LXXIII. Que font les voyageurs prudents quand ils entendent dire que les chemins par où ils doivent passer sont pleins de voleurs ? Ils n'ont garde de continuer seuls, leur route, mais ils attendent qu'ils puissent se mettre à la suite d'un ambassadeur, d'un questeur ou d'un proconsul. Et avec cette précaution, ils achèvent heureusement leur voyage. Le sage fait de même dans ce monde. Tout y est plein de brigandage, de tyrannie, de misère et de calamité. Comment passera-t-il seul sans périr ? Mais qui attendra-t-il ? Et à qui se joindra-t-il ? A un magistrat, à un consul, à un préteur ? Mais ce sont les ennemis qu'il a le plus à craindre. Il attend donc un compagnon sûr, fidèle et incapable d'être surpris, et ce compagnon, ce sont les dieux. Il se joint donc à eux, il marche avec eux, et il passe heureusement à travers tous les écueils de cette vie.

LXXIV. Tu n'as rien que tu n'aies reçu. Celui qui t'a tout donné t'ôte quelque chose ? Tu es non seulement fou, mais ingrat et injuste de lui résister.

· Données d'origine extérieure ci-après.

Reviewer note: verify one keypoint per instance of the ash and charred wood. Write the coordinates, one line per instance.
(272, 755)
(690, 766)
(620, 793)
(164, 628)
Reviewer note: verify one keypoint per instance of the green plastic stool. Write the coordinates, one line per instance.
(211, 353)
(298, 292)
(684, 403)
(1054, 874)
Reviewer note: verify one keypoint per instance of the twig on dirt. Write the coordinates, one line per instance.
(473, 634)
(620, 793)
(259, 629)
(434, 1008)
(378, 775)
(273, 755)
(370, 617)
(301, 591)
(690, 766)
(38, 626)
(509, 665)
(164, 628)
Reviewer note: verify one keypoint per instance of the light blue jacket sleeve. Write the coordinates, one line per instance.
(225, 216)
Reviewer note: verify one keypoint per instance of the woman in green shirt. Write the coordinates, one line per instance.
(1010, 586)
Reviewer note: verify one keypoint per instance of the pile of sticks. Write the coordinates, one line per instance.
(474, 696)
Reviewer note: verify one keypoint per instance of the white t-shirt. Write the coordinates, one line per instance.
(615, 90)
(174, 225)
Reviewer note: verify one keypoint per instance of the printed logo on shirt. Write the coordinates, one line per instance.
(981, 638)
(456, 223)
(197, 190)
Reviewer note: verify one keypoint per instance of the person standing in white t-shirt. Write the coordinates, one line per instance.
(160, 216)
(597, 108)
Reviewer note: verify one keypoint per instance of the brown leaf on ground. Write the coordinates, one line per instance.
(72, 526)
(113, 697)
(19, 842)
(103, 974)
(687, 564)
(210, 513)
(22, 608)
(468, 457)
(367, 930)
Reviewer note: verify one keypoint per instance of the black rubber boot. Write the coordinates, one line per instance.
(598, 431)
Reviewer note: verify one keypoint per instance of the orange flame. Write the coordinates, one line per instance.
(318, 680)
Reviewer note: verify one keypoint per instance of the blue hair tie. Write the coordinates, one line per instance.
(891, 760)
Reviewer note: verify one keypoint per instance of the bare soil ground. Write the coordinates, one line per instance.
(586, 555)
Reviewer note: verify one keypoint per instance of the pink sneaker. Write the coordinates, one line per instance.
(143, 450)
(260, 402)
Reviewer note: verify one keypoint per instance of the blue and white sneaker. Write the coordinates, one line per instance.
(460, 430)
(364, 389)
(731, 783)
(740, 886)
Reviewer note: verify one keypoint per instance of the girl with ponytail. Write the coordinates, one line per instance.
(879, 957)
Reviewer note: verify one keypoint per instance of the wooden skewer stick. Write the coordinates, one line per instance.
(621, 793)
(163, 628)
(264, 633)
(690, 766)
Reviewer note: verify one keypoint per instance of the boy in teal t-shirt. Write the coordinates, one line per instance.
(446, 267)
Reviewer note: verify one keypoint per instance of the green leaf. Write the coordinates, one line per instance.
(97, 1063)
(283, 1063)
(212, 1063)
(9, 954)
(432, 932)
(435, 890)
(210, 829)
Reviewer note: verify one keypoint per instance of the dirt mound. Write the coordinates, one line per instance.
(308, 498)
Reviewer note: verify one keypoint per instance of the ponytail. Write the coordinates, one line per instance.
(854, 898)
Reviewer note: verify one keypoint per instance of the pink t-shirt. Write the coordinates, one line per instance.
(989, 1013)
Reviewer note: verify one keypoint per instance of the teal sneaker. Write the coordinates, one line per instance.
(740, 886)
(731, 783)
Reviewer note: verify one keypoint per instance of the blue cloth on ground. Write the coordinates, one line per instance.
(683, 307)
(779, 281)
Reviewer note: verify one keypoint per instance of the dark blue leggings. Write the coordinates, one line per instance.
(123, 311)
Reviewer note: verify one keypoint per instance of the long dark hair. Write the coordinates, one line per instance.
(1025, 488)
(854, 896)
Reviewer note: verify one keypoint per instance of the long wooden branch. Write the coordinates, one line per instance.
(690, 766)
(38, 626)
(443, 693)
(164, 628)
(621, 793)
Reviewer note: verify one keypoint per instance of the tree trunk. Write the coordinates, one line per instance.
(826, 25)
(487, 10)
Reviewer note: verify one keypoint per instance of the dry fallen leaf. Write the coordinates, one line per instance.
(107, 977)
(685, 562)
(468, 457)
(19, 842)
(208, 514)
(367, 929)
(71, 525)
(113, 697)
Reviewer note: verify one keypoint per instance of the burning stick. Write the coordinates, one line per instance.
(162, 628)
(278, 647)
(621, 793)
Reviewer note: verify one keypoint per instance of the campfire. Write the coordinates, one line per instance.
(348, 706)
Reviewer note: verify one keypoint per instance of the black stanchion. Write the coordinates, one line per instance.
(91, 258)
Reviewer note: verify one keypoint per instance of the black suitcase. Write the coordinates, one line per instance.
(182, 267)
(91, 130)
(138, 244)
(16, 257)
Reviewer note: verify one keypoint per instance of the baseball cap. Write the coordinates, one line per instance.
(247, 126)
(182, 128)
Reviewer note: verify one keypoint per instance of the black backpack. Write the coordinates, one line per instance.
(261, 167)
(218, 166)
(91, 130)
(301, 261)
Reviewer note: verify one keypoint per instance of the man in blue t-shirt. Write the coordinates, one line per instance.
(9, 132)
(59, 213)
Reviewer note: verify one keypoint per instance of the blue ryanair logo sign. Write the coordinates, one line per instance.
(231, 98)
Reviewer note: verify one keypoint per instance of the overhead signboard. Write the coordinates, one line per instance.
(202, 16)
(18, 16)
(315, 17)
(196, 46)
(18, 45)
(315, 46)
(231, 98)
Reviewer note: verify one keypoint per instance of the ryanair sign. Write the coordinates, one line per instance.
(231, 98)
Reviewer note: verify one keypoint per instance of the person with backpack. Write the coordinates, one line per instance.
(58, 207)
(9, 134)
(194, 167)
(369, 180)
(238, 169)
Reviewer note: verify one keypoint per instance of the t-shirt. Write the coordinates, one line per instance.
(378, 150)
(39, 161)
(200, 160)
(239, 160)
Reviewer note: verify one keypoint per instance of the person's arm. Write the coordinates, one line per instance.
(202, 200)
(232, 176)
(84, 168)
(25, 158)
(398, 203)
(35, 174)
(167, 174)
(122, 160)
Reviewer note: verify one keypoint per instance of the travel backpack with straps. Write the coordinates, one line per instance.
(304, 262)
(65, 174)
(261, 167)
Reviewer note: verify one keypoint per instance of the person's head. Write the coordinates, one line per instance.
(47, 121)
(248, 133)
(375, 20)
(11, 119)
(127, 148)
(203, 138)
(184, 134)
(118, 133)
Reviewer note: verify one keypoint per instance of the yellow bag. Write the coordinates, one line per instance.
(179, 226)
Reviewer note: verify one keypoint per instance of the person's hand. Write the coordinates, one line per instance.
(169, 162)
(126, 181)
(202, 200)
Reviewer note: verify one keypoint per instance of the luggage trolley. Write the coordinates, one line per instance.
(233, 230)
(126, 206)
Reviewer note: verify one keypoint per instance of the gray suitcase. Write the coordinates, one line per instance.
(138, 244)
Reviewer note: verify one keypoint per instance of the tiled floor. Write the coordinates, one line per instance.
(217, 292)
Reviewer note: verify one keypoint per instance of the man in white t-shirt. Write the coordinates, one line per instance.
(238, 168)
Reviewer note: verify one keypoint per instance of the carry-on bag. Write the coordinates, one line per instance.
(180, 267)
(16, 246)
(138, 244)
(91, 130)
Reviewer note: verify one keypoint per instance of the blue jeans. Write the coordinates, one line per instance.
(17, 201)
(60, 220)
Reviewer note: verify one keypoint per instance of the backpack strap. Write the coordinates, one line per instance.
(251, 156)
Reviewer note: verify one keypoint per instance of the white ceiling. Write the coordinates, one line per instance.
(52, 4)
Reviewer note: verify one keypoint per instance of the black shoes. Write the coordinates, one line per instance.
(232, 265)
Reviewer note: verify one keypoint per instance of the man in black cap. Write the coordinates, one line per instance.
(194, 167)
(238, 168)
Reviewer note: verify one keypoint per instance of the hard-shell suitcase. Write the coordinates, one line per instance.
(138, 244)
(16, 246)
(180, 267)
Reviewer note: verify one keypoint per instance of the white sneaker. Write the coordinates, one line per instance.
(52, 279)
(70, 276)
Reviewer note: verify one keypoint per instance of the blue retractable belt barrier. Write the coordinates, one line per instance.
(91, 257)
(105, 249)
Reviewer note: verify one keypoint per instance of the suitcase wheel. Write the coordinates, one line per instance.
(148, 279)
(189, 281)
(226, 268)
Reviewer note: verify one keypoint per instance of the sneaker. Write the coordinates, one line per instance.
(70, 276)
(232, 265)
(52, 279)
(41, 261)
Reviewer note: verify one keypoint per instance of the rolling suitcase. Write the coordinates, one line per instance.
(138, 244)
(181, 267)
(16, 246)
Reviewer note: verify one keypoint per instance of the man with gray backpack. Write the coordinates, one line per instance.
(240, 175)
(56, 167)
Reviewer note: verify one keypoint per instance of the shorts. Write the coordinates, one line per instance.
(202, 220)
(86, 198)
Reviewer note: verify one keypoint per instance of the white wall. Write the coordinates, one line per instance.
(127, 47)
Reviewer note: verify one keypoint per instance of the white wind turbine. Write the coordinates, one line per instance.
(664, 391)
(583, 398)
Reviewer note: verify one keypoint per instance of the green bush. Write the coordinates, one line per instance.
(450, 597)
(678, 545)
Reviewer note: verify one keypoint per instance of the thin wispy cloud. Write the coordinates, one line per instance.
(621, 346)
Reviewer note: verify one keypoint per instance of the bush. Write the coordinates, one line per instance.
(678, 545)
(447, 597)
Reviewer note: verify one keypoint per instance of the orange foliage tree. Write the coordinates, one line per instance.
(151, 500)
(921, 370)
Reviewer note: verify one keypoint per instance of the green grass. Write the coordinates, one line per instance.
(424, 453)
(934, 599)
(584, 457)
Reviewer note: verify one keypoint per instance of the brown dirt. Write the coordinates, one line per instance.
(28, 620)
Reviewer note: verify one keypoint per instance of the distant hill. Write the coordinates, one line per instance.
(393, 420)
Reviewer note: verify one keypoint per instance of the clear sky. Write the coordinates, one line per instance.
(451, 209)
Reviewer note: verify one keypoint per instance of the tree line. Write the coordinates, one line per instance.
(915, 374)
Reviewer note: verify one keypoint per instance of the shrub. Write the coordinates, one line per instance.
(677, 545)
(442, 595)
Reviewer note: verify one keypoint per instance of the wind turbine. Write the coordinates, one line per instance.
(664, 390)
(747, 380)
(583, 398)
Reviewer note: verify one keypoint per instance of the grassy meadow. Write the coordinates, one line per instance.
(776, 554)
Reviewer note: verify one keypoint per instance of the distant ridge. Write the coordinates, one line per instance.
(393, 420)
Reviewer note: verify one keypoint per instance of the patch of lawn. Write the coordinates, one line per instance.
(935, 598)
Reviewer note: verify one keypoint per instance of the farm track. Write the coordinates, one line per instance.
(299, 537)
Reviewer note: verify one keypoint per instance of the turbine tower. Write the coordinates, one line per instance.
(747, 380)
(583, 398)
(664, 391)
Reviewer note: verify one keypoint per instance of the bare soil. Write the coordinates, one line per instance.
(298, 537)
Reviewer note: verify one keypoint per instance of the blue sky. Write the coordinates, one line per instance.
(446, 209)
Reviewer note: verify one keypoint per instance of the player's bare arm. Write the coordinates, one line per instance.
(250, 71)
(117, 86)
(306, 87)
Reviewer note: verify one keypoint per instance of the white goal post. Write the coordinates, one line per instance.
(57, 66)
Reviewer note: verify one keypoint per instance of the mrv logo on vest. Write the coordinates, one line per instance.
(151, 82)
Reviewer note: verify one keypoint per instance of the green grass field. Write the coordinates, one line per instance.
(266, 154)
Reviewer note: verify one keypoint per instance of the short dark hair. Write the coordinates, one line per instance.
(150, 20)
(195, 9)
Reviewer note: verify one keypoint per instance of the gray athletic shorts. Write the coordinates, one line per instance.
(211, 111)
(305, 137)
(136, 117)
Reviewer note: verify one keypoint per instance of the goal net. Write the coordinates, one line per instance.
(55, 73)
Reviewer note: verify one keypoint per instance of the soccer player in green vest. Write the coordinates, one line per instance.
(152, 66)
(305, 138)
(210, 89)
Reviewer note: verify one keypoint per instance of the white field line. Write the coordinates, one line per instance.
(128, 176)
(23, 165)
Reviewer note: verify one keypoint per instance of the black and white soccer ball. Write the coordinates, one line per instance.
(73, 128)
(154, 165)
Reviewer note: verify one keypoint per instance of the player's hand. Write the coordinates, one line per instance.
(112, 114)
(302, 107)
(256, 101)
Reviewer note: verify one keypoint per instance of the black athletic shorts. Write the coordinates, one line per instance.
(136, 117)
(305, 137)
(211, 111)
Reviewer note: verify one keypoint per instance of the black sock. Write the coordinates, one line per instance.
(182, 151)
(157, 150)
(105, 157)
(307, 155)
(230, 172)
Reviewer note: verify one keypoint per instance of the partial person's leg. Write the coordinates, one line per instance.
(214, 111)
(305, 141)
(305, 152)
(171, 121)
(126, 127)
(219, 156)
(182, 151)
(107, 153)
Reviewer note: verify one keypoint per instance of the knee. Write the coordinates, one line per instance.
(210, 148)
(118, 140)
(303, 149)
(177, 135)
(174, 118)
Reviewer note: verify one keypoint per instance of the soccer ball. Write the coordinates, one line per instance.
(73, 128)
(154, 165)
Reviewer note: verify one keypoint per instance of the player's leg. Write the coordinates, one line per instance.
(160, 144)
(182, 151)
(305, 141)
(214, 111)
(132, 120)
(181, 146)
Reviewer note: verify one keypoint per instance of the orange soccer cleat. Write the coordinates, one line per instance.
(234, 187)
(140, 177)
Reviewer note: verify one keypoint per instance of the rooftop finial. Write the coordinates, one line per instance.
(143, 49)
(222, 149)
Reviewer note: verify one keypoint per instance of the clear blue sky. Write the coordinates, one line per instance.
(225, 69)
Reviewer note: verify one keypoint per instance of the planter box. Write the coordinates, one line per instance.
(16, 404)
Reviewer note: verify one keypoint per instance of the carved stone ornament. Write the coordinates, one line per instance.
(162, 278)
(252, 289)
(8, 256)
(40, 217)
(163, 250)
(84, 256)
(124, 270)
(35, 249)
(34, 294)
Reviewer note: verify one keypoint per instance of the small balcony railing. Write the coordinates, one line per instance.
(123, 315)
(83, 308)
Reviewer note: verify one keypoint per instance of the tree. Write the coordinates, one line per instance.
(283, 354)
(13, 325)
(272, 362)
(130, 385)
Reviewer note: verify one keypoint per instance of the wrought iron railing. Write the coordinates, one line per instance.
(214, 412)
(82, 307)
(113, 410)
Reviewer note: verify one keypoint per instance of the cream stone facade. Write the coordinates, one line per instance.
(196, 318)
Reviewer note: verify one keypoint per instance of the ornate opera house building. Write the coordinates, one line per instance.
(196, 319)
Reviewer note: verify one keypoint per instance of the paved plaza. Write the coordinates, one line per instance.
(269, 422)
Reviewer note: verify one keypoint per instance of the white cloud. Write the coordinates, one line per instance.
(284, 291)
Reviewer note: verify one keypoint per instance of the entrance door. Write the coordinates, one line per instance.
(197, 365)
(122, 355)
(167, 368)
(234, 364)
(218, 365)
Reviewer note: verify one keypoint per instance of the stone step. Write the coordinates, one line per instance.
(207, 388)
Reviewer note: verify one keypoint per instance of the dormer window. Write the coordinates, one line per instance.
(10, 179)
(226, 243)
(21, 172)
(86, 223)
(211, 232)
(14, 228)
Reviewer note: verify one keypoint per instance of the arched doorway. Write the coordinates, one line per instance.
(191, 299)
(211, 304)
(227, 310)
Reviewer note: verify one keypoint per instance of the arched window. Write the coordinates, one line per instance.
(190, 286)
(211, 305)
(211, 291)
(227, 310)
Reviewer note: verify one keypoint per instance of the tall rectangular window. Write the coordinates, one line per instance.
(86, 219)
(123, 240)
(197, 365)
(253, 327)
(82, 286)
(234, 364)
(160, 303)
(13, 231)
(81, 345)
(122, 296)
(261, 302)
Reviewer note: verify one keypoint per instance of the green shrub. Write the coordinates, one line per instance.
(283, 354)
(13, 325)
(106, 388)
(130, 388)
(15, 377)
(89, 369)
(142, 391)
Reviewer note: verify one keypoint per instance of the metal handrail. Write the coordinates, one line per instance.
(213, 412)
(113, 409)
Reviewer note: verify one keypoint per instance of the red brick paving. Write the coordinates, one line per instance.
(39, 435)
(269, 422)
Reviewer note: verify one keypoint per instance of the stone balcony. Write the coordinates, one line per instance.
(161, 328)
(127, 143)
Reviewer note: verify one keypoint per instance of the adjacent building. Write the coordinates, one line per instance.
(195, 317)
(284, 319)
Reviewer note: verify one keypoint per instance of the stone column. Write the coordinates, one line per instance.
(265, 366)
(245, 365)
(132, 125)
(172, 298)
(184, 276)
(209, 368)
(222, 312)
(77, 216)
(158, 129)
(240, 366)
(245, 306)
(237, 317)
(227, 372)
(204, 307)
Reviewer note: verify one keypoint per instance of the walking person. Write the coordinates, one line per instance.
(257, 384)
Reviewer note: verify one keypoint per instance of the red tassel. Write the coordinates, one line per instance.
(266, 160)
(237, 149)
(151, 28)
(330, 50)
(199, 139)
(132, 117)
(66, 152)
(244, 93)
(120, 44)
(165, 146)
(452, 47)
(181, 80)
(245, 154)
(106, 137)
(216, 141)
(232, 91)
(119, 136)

LXXV. Tu as obtenu le consulat et tu es gouverneur de province. Par qui ? Par Félicion ? Et moi je ne voudrais pas vivre, s'il me fallait vivre par le crédit de Félicion, et supporter son orgueil et son insolence d'esclave. Car je sais ce que c'est qu'un esclave qui se croit heureux et que sa fortune aveugle. -- Mais toi, es-tu donc libre ? Me diras-tu. -- Non, j'y travaille ; je n'y suis pas encore parvenu ; je ne puis encore regarder mes maîtres d'un œil ferme ; je suis encore attaché à mon corps, et, tout estropié qu'il est, je veux le conserver ; je t'avoue mon faible. Mais veux-tu que je te montre un homme véritablement libre ? C'est Diogène. -- D'où vient qu'il était si libre ? -- C'est qu'il avait coupé toutes les prises que la servitude pouvait avoir sur lui, il était dégagé de tout, isolé de tous côtés, et rien ne tenait à lui. Vous lui demandiez son bien, il le donnait ; son pied, il le donnait ; tout son corps, il le donnait ; mais il était fortement attaché aux dieux, et ne le cédait à personne en obéissance, en respect, en soumission pour ce souverain maître. Voilà d'où venait sa liberté. -- Mais, dis-tu, voilà l'exemple d'un homme seul, qui n'avait rien qui l'attachât au monde. -- Veux-tu donc l'exemple d'un homme qui ne fût pas seul ? Socrate avait femme et enfants, et il n'était pas moins libre que Diogène ; parce que, comme Diogène, il avait tout soumis à la loi et à l'obéissance qui est due à la loi.